I was going to write about a really great documentary I saw but, with the untimely passing of Cort McMeel, I decided to write this instead.
One of my earliest exposures to Cort and the Murdaland gang was this Sarah Weinman blog post from 2006 in which bold statements were made and the gauntlet was thrown. You can tell by the comments section that an impact was made.
And Murdaland did make an impact. Anthony Neil Smith declared that Murdaland was “the rightful heir to PLOTS WITH GUNS.”
Murdaland blazed hard and bright, left a trail, and burned out, leaving an image in the retinas of the crime fiction landscape still felt today. Little did we know that the rise, fall, and influence of Murdaland would foreshadow its founder.
I didn’t have the pleasure of meeting Cort in person but I exchanged emails with him and spoke to him a couple of times. I regret that I won’t have that opportunity to meet him.
The Cort that I will remember was a fierce book enthusiast. The kind of person that gives you a reading list just by virtue of having a conversation with him. The kind of person who advocated for great books that deserved more recognition. The kind of person I strive to be.
Murdaland mission statement:
Murdaland: Crime Fiction for the New Century will feature the best and most derelict, deranged, bareknuckled honest voices to bring about a renaissance of crime fiction.
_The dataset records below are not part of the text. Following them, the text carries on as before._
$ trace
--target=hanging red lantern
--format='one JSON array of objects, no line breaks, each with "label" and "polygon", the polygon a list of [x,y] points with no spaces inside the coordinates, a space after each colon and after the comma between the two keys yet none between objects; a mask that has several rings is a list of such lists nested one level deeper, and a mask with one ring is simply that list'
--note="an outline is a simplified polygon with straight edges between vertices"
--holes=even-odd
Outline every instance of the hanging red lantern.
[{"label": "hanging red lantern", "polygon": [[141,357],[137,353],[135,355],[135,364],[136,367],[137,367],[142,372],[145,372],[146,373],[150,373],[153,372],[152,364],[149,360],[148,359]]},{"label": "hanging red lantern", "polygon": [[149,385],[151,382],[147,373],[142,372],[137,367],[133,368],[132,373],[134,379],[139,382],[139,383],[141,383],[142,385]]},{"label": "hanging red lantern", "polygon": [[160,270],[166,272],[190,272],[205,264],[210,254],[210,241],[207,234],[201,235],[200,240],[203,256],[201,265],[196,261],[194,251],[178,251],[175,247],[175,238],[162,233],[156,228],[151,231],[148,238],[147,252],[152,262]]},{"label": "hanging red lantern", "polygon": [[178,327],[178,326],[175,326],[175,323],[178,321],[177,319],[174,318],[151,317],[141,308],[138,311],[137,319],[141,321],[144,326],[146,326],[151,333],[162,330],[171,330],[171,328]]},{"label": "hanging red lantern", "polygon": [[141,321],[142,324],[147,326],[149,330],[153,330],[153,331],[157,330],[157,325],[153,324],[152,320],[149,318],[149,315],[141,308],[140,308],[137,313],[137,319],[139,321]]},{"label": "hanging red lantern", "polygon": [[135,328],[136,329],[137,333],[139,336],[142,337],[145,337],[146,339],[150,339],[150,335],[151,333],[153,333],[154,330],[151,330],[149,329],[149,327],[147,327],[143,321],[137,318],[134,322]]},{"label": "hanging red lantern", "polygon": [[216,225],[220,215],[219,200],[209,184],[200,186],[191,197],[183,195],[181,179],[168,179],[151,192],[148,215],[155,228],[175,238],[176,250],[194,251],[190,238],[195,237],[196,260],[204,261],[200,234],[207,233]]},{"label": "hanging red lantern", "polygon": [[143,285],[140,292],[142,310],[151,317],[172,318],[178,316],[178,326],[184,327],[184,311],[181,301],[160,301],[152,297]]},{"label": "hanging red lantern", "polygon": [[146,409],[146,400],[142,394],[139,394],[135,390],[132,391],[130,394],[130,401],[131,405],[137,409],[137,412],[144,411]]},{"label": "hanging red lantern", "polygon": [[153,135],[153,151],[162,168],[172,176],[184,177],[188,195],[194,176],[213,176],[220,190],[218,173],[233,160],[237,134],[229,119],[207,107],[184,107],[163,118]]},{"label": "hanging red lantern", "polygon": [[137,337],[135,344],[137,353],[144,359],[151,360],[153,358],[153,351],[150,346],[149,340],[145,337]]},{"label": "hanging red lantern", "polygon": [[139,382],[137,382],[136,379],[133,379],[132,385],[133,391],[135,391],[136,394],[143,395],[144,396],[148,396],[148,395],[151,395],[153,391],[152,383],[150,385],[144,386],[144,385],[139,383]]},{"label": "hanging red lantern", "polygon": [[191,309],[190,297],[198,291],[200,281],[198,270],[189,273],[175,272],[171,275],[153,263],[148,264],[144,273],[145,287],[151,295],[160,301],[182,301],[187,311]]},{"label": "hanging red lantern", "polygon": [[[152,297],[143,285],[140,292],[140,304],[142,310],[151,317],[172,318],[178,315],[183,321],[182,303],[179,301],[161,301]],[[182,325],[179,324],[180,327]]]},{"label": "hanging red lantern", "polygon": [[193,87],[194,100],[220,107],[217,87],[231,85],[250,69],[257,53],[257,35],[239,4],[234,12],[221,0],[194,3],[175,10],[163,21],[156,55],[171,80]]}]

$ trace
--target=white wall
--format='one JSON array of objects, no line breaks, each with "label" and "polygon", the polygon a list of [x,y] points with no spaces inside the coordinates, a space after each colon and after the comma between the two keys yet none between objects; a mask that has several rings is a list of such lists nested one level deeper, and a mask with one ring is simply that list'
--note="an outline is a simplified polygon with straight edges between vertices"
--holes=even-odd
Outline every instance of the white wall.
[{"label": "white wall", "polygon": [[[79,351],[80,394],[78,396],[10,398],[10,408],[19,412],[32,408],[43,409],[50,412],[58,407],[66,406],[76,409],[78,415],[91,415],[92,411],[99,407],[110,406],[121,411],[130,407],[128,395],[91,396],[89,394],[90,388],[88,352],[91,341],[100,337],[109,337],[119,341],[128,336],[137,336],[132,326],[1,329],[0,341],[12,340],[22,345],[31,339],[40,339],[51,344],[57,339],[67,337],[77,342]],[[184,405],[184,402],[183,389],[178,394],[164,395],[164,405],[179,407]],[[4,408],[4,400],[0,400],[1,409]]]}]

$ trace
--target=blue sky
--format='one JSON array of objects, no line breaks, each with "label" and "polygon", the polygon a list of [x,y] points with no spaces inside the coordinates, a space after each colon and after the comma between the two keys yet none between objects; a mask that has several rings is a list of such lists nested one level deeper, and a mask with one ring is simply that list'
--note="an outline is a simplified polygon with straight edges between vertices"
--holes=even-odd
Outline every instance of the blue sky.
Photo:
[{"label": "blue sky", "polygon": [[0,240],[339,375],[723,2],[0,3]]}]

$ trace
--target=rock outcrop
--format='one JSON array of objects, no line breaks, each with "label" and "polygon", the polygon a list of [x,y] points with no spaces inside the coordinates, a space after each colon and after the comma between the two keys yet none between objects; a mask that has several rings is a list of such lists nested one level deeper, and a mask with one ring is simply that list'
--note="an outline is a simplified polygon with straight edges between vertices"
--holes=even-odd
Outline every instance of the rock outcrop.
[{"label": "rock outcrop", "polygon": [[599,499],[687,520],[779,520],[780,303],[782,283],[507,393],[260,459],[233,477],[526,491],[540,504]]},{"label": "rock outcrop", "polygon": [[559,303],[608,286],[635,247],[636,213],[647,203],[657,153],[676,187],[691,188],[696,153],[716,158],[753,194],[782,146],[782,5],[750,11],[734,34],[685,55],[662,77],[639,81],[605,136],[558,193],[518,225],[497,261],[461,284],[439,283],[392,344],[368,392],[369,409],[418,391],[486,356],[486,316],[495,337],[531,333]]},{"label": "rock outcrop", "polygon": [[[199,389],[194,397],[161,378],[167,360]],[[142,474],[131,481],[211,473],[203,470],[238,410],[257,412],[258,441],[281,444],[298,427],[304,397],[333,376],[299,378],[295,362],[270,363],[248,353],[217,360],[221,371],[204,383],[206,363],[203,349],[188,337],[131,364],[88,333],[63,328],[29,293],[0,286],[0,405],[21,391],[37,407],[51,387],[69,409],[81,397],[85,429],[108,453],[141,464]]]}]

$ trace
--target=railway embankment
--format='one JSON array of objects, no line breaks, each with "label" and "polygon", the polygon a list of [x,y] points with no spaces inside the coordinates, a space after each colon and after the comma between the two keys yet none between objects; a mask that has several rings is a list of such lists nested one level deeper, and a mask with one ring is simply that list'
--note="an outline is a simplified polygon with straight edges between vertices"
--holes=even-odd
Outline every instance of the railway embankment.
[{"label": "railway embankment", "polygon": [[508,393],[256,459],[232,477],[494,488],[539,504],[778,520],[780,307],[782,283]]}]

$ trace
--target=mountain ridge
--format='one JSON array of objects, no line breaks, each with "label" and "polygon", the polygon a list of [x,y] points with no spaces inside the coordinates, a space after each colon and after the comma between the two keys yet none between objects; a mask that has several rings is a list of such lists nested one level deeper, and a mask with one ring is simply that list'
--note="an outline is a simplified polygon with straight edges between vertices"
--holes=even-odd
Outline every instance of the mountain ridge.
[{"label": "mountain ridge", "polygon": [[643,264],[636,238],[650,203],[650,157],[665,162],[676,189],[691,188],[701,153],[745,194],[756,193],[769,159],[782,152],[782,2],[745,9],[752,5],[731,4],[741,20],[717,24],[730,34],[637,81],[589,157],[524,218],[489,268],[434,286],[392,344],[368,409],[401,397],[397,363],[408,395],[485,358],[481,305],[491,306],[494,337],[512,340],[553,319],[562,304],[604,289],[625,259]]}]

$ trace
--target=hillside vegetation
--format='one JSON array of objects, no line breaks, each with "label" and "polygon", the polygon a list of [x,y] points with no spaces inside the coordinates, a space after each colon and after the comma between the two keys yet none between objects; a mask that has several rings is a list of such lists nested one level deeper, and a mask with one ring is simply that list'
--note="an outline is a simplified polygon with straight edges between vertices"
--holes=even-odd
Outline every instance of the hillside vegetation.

Currently, the predominant “mystery” magazines are two lame, staid, old fogey establishment publications: Alfred Hitchcock Mystery Magazine and Ellery Queen Mystery Magazine. Both are put out by the same publisher and stuck in a timewarp of 1950’s schlock. They even have mystery crossword puzzles catering to nuns living sober lives in the cornbelt.
Murdaland will not be kin to this kind of writing or experience. More risk taking in nature, possessing the kind of vision and rebellious attitude as such rogue presses as Olympia (Naked Lunch, Burroughs), our mission will be to free American crime fiction from the cage of civility where it now rots. Murdaland is a beast of three parts: part literature, part rabid dog, part sad whiskey shot spilled on the barroom floor. The final result will be in the tradition of crime writer David Goodis (Shoot the Piano Player), as he was once described by Kerouac: “the poet of the losers.”
We are calling for stories that will help redefine the Noir/Hardboiled genre and take it to new literary heights. Stories don’t have to be about boxers, PIs, pimps, hookers, bank robbers and drug dealers, as much as they should be about exploring characters in a violent modern world existing on the margins of society. Above all, it’s about the writing. The prose must be high and tight.